We’re allowing comfort to prevent us from removing harm from our society. We’re comfortable with statues of colonizers in our parks, we’re comfortable with the unjust past of Canadian history being omitted from our textbooks, and we’re comfortable with the luxury our privilege affords us as settlers by “staying out of politics”.

Take the opportunity to lean into what is uncomfortable about settler colonial society, what continues to cause harm to oppressed groups, but continues to happen because it’s comfortable. These cultural shifts may be “uncomfortable”, but consider how “comfortable” it is to live in a society where the people responsible for the genocide of your ancestors are culture washed into heroes, and immortalized in bronze on land that was stolen from you.

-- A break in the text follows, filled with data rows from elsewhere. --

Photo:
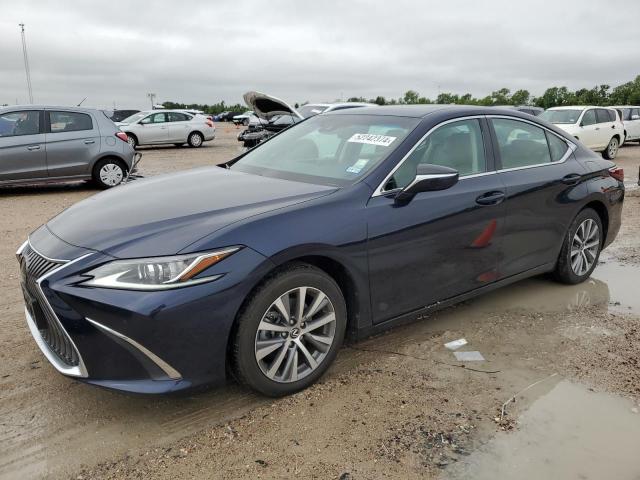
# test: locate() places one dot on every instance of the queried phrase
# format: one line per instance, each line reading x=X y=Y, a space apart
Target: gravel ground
x=394 y=406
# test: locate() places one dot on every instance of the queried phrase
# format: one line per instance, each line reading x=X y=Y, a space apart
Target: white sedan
x=167 y=126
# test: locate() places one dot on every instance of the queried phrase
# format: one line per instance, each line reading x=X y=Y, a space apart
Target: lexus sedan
x=167 y=126
x=44 y=144
x=339 y=227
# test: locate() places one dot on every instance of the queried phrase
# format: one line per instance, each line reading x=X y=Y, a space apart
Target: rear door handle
x=490 y=198
x=571 y=179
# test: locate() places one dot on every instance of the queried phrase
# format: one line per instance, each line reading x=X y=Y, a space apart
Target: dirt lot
x=394 y=406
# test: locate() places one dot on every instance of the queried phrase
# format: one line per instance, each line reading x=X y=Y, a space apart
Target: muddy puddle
x=52 y=435
x=566 y=431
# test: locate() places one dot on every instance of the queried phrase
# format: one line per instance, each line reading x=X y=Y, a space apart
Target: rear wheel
x=109 y=172
x=581 y=248
x=612 y=149
x=132 y=140
x=290 y=331
x=195 y=139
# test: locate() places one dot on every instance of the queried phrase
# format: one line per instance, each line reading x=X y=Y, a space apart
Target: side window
x=603 y=116
x=177 y=117
x=520 y=144
x=14 y=124
x=154 y=118
x=557 y=147
x=458 y=145
x=69 y=122
x=589 y=118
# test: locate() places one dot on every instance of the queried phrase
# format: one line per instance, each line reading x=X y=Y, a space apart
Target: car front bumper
x=142 y=342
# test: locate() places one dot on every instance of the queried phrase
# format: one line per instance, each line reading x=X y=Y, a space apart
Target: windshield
x=561 y=116
x=135 y=117
x=329 y=150
x=310 y=110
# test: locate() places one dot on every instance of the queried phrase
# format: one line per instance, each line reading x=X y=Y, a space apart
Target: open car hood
x=266 y=107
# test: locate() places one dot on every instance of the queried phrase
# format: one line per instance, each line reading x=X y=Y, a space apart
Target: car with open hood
x=341 y=226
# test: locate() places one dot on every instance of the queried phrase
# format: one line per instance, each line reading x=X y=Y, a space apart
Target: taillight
x=617 y=173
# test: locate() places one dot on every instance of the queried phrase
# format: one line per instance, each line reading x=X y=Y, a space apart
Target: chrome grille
x=34 y=266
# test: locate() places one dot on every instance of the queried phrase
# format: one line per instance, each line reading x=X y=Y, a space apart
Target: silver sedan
x=167 y=126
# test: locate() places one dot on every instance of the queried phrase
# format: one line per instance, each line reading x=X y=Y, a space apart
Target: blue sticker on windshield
x=358 y=166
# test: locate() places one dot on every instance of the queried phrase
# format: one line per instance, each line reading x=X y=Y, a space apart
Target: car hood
x=265 y=106
x=165 y=214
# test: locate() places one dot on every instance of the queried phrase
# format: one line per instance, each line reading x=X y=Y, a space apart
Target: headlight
x=160 y=273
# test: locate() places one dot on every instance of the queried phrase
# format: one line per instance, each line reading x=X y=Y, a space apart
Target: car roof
x=577 y=107
x=421 y=111
x=48 y=107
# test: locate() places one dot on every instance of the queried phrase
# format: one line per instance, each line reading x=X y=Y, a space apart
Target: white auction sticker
x=381 y=140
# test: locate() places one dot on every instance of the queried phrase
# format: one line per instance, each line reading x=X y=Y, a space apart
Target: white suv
x=599 y=128
x=631 y=118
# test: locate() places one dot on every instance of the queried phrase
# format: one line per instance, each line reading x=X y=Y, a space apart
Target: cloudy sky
x=203 y=52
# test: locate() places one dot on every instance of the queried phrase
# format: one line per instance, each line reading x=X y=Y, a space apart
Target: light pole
x=26 y=62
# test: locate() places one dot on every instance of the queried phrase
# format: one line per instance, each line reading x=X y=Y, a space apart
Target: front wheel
x=581 y=248
x=195 y=139
x=612 y=149
x=290 y=331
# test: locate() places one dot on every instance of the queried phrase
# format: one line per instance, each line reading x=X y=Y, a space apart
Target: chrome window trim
x=379 y=190
x=572 y=148
x=171 y=372
x=79 y=370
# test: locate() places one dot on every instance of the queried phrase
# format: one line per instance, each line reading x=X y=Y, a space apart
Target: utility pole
x=26 y=62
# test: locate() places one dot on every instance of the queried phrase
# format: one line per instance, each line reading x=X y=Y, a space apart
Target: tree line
x=603 y=95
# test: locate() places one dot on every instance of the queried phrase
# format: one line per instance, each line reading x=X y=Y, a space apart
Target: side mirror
x=429 y=178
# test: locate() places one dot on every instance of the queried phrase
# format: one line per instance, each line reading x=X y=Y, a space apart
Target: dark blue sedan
x=339 y=227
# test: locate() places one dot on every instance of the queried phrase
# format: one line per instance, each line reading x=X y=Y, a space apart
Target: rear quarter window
x=60 y=122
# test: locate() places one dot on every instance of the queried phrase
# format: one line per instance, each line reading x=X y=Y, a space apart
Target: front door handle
x=571 y=179
x=490 y=198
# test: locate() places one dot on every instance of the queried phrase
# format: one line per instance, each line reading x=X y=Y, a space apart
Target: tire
x=132 y=140
x=572 y=267
x=195 y=139
x=266 y=348
x=612 y=149
x=109 y=172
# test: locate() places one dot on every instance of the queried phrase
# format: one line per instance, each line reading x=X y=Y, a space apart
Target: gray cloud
x=209 y=51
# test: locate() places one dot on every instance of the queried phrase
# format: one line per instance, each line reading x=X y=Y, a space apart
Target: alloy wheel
x=196 y=140
x=612 y=148
x=111 y=174
x=584 y=247
x=295 y=334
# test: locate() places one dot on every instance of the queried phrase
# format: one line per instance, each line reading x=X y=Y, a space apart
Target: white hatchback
x=599 y=128
x=631 y=118
x=167 y=126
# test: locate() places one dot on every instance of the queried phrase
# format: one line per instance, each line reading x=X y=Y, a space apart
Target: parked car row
x=45 y=144
x=155 y=127
x=599 y=128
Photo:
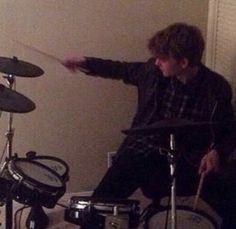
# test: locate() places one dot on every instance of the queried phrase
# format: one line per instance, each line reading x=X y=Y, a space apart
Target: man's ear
x=184 y=63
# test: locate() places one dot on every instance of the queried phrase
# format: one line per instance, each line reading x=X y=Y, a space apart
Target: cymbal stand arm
x=9 y=135
x=172 y=161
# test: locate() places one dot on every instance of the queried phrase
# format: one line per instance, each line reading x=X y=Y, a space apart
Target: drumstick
x=199 y=190
x=40 y=51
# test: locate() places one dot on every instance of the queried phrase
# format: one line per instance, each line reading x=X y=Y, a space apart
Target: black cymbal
x=13 y=66
x=169 y=125
x=12 y=101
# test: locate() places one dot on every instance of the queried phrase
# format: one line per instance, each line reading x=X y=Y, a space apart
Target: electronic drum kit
x=39 y=181
x=36 y=180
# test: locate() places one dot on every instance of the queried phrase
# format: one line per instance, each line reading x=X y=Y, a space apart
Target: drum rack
x=14 y=102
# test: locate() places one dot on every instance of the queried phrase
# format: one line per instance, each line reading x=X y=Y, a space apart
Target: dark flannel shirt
x=207 y=97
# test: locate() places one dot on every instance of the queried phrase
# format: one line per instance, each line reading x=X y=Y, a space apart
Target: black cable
x=20 y=210
x=62 y=205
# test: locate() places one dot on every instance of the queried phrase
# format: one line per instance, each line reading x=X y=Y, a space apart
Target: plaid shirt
x=161 y=98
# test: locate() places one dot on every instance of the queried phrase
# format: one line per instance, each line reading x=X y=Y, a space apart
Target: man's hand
x=209 y=162
x=74 y=64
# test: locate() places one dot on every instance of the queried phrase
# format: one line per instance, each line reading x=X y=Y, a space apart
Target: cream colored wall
x=78 y=118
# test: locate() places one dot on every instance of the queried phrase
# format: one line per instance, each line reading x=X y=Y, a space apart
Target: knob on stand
x=172 y=161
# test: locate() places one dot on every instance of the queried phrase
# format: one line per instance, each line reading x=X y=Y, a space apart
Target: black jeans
x=150 y=172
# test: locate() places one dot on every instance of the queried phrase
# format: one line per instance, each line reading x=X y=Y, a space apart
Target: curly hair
x=178 y=40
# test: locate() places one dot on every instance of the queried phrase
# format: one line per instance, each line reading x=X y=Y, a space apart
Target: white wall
x=78 y=118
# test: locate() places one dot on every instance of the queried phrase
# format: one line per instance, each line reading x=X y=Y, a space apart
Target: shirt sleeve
x=130 y=72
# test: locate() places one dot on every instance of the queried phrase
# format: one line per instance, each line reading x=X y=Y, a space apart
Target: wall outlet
x=110 y=158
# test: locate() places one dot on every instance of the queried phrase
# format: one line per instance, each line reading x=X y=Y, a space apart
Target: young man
x=175 y=85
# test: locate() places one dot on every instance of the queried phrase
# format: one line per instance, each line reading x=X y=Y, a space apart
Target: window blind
x=221 y=40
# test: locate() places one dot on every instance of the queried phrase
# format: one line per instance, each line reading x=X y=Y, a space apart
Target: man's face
x=169 y=66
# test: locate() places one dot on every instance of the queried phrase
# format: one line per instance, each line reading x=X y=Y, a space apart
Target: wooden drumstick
x=199 y=190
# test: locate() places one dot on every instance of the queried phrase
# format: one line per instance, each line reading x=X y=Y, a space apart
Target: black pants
x=150 y=172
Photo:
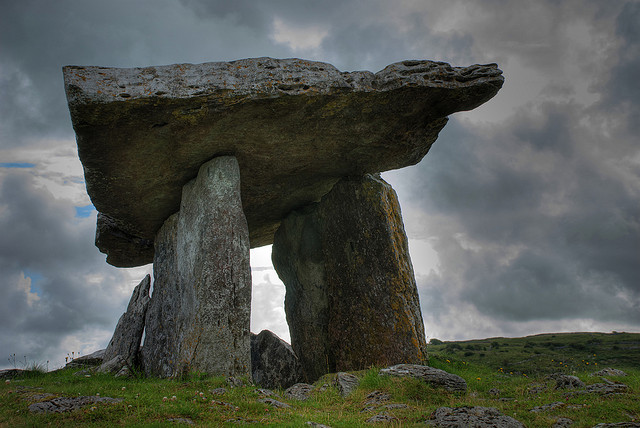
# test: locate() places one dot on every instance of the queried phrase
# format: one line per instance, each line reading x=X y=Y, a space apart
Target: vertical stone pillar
x=351 y=300
x=198 y=320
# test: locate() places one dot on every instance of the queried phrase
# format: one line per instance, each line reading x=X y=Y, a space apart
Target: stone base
x=351 y=300
x=198 y=318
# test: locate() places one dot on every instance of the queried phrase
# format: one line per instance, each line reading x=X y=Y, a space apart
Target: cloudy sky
x=524 y=218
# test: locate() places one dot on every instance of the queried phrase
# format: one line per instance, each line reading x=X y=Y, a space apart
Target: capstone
x=295 y=126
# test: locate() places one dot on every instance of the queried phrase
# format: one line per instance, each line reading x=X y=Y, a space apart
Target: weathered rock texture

What is something that exists in the background of settler colonial vision, is front and centre and a reminder of injustice to the First Peoples of our community.

We can change this, and we’ll barely even notice the difference.

So this holiday weekend, while I’m willingly putting myself into a turkey-educed coma, I’ll be proud to do so in honour of a man so wholesome and wonderful, that his response to the #MeToo movement was “…It’s never too late to learn new behaviours. And that’s a responsibility of anybody who wants to obey a code of professional ethics.” Because when we get down to it, Tom Hanks is a far more positive cultural icon than an uncomfortable tradition’s appropriative history we annually turn a shoulder to.

And seriously, the only thing I can think of that white people might just love more than pumpkin spice lattes, is Tom Hanks.

Sarah Frey is a writer, and activist currently living in Whitehorse, Yukon. Sarah’s work often focuses on gender issues within Indigenous and non-Indigenous communities and she is an active volunteer in her community.